PROMPT DATA
The honest page

Limitations

A trust product that hides its weaknesses is not trustworthy. Here is what Prompt Data does not do well, stated plainly.

It can still be confidently wrong

Execution accuracy on the benchmark subset is about 56%, so a real fraction of answered questions return the wrong result. The trust layer reduces how often those are shown confidently; it does not make them correct. A query that runs cleanly and that the model agrees with itself on can still answer the wrong question.

Confidence is well-calibrated but coarse

Confidence comes from how often several sampled queries agree. On a strong model they usually agree, so the signal is blunt — it sorts answers into roughly “likely right” and “shaky” rather than finely ranking each one. Calibration makes the number trustworthy as a probability (it tracks accuracy), but it cannot manufacture resolution the underlying signal lacks.

The numbers are a pinned subset, not a leaderboard

Accuracy and calibration are measured on a fixed 240-question slice of BIRD with one model, and calibration is evaluated on a small held-out split (n=96). They are honest and reproducible, but they carry real sampling noise and should not be read as full-benchmark or state-of-the-art figures.

Ambiguity detection misses some cases

It is strong on undefined metrics and vague time windows, but weaker on aggregation grain and entity ambiguity — on the trap set it still answered 41% of questions it arguably should have clarified.
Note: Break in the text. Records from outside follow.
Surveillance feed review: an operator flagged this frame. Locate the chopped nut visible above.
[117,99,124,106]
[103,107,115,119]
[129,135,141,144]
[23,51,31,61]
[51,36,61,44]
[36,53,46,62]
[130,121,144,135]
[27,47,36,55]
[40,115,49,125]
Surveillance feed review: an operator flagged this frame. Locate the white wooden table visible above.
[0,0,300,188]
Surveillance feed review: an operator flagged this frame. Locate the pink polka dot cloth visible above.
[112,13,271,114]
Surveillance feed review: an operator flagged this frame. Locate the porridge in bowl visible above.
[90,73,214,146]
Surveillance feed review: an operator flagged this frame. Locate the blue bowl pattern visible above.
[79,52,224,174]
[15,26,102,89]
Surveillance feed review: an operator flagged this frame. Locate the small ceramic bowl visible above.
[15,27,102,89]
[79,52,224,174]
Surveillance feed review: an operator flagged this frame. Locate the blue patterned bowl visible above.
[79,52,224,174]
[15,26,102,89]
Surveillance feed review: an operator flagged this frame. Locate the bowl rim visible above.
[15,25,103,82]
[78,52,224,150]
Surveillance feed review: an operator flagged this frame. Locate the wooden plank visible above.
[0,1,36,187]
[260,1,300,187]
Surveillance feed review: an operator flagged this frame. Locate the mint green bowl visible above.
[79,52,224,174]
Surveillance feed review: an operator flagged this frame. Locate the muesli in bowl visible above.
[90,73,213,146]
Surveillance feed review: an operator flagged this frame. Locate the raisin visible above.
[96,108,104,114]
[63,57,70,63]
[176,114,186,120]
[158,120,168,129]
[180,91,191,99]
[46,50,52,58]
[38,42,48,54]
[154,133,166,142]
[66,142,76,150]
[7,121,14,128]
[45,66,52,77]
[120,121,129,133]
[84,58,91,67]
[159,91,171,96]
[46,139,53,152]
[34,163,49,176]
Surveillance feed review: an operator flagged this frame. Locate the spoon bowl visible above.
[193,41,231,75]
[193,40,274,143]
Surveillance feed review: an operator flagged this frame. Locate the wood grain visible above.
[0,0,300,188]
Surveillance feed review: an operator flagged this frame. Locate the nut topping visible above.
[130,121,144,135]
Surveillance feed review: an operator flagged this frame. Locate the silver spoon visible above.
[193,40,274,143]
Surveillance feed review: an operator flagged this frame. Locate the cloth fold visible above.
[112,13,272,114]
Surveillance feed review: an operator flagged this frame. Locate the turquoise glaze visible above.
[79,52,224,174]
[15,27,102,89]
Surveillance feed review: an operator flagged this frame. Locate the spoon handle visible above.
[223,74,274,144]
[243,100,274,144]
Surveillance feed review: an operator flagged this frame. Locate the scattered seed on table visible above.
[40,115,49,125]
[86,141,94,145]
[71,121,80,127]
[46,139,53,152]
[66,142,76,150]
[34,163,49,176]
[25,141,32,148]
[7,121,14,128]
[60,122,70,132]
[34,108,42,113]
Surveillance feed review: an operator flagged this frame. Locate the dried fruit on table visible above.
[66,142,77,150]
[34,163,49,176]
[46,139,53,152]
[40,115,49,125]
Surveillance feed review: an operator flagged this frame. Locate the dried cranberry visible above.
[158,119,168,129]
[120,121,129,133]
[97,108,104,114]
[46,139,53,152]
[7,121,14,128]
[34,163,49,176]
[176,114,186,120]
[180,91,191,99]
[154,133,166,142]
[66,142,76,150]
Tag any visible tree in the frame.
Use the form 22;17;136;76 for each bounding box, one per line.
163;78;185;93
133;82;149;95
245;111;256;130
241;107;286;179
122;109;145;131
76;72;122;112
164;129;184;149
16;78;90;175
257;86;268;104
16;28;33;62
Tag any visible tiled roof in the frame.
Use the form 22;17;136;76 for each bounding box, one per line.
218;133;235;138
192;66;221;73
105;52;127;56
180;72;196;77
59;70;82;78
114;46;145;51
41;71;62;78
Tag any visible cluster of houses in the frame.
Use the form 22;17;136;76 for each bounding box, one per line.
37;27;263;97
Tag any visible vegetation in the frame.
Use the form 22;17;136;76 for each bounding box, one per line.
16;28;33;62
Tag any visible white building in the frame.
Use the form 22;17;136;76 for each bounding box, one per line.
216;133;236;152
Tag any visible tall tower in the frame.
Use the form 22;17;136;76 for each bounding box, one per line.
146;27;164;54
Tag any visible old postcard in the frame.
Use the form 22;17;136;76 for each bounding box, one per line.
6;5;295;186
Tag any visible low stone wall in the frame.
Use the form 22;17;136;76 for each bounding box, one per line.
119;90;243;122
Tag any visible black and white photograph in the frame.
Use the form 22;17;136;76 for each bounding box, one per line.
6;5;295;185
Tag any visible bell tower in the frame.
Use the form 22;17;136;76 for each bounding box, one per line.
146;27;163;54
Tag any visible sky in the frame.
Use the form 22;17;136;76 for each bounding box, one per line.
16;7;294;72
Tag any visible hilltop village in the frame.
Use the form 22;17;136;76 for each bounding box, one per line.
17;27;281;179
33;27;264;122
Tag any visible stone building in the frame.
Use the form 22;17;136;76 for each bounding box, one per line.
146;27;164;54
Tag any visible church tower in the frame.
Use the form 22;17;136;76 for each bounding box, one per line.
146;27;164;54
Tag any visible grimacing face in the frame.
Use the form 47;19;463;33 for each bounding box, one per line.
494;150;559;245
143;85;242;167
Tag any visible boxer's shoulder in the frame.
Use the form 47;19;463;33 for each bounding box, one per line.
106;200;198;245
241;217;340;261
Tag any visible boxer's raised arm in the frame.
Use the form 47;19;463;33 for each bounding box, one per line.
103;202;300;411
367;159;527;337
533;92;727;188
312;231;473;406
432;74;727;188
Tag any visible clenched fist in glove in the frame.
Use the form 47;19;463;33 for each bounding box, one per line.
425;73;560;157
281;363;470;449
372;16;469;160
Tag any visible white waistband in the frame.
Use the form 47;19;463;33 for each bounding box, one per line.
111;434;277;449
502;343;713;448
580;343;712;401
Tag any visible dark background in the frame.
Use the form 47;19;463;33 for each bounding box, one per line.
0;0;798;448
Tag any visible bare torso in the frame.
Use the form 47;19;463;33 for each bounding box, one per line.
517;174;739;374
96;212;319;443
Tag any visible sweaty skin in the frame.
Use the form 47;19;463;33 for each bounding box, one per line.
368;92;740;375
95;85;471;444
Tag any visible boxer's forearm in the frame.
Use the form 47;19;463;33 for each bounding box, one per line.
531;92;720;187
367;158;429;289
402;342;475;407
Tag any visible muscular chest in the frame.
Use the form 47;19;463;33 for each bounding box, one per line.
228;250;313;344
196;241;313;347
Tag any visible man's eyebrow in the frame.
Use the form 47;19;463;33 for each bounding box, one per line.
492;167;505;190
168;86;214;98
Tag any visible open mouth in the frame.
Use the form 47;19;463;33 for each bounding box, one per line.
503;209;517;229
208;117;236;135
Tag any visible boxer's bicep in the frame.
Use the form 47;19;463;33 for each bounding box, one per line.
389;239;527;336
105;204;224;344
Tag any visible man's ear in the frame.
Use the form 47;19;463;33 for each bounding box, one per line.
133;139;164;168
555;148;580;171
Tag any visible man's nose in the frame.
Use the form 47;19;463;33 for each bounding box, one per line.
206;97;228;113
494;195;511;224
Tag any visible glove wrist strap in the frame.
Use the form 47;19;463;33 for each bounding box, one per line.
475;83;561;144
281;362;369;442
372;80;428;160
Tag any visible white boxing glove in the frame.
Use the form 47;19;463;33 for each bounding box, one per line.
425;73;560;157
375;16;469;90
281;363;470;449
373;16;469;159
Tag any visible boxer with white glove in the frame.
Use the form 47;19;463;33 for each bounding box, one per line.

Improving the depth of ambiguity detection is future work.

Read-only is guaranteed; semantic appropriateness is not

A SELECT-only validator parses every query and guarantees no write or schema change ever reaches the database, which is also the backstop against prompt injection. What it cannot judge is whether a read is the right read. The ambiguity gate is not an injection detector — the validator is — so an adversarial prompt that still produces a valid SELECT will execute (safely), and the trust layer rather than the sandbox is what flags it.

One model, one database, English only

The live demo runs against the Olist e-commerce database with a single model tier and English questions. Model routing across tiers, bring-your-own-database, and broader language coverage are out of scope for this version.